Występ T.Love podczas Top of the Top Sopot Festival wywołał gorącą dyskusję. Muniek Staszczyk, legenda polskiego rocka, usłyszał mieszane oceny.
„Rozminął się z zespołem, zabrakło mu sił, bardziej recytował niż śpiewał”
– grzmieli widzowie po wykonaniu kultowego „I Love You”.
Na profilu TVN w mediach społecznościowych pojawiły się dziesiątki krytycznych komentarzy.
„Słaby występ”, „najgorszy wokal wieczoru”
– pisała część fanów. Ale inni natychmiast stanęli w obronie muzyka, przypominając dramat sprzed kilku lat. W 2019 roku Staszczyk przeszedł udar, który o mało nie zakończył jego kariery. Spędził miesiące na rehabilitacji i dopiero w 2021 roku wrócił do koncertowania.
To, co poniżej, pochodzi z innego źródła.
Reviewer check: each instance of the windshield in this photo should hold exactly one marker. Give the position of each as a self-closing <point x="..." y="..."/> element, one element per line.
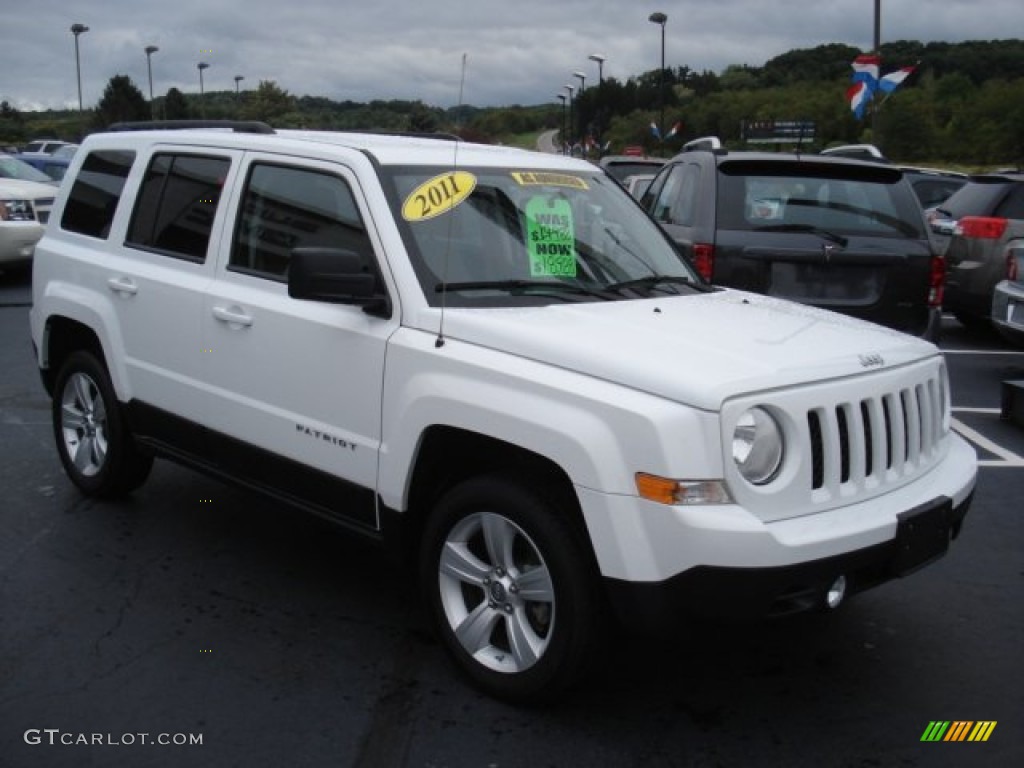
<point x="509" y="237"/>
<point x="14" y="168"/>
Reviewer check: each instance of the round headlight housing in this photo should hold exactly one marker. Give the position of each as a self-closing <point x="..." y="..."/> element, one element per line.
<point x="758" y="445"/>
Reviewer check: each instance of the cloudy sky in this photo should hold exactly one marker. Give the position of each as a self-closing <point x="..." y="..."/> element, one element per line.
<point x="518" y="51"/>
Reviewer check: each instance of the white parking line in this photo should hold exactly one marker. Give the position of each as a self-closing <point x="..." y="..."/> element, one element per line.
<point x="983" y="351"/>
<point x="1008" y="458"/>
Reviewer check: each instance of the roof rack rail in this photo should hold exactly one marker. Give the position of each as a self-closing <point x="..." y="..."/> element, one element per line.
<point x="440" y="136"/>
<point x="239" y="126"/>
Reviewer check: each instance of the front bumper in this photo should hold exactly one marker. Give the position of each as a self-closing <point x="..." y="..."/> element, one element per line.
<point x="723" y="560"/>
<point x="17" y="242"/>
<point x="761" y="592"/>
<point x="1008" y="311"/>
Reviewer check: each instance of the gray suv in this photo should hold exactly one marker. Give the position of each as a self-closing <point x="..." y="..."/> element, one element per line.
<point x="838" y="233"/>
<point x="989" y="222"/>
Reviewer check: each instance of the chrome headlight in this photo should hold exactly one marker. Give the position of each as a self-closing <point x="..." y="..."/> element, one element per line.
<point x="758" y="445"/>
<point x="16" y="210"/>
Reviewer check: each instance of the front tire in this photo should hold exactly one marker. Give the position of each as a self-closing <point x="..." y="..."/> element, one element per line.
<point x="95" y="446"/>
<point x="512" y="589"/>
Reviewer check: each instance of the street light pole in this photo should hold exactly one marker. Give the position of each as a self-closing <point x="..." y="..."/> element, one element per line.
<point x="570" y="89"/>
<point x="659" y="18"/>
<point x="600" y="67"/>
<point x="202" y="107"/>
<point x="561" y="135"/>
<point x="599" y="101"/>
<point x="76" y="30"/>
<point x="583" y="86"/>
<point x="150" y="50"/>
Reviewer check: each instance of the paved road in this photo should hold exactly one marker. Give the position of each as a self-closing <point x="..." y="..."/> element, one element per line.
<point x="197" y="609"/>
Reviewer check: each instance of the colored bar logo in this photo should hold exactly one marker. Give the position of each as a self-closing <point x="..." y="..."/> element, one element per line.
<point x="958" y="730"/>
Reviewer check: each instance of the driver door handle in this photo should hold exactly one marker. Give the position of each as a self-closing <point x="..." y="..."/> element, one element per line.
<point x="233" y="315"/>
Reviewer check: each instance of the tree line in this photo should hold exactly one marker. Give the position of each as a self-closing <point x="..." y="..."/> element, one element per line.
<point x="964" y="104"/>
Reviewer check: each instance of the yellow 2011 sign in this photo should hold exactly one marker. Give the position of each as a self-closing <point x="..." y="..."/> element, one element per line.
<point x="438" y="195"/>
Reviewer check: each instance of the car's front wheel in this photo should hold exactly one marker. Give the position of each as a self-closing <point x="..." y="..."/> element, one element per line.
<point x="511" y="588"/>
<point x="93" y="441"/>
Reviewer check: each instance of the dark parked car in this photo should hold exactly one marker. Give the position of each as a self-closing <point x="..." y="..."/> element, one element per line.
<point x="838" y="233"/>
<point x="54" y="166"/>
<point x="988" y="216"/>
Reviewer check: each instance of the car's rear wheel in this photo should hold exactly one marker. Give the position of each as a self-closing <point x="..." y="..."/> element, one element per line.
<point x="95" y="446"/>
<point x="511" y="588"/>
„Po tym, co przeszedł, to cud, że stoi na scenie i w ogóle śpiewa. Wielki szacun!”
– pisali jego obrońcy. Dla nich obecność Muńka w Sopocie była dowodem ogromnej siły, a nie porażką.
Staszczyk nie ukrywa, że choroba zmieniła jego życie. W wywiadach mówił, że przewartościował priorytety, zwolnił tempo i docenił zdrowie oraz rodzinę. Teraz koncertuje mniej, ale każdy jego występ ma dla fanów szczególną wagę. W Sopocie jedni mówili o rozczarowaniu, inni o triumfie nad losem. Jedno jest pewne – Muniek wciąż budzi emocje, jak mało kto na polskiej scenie.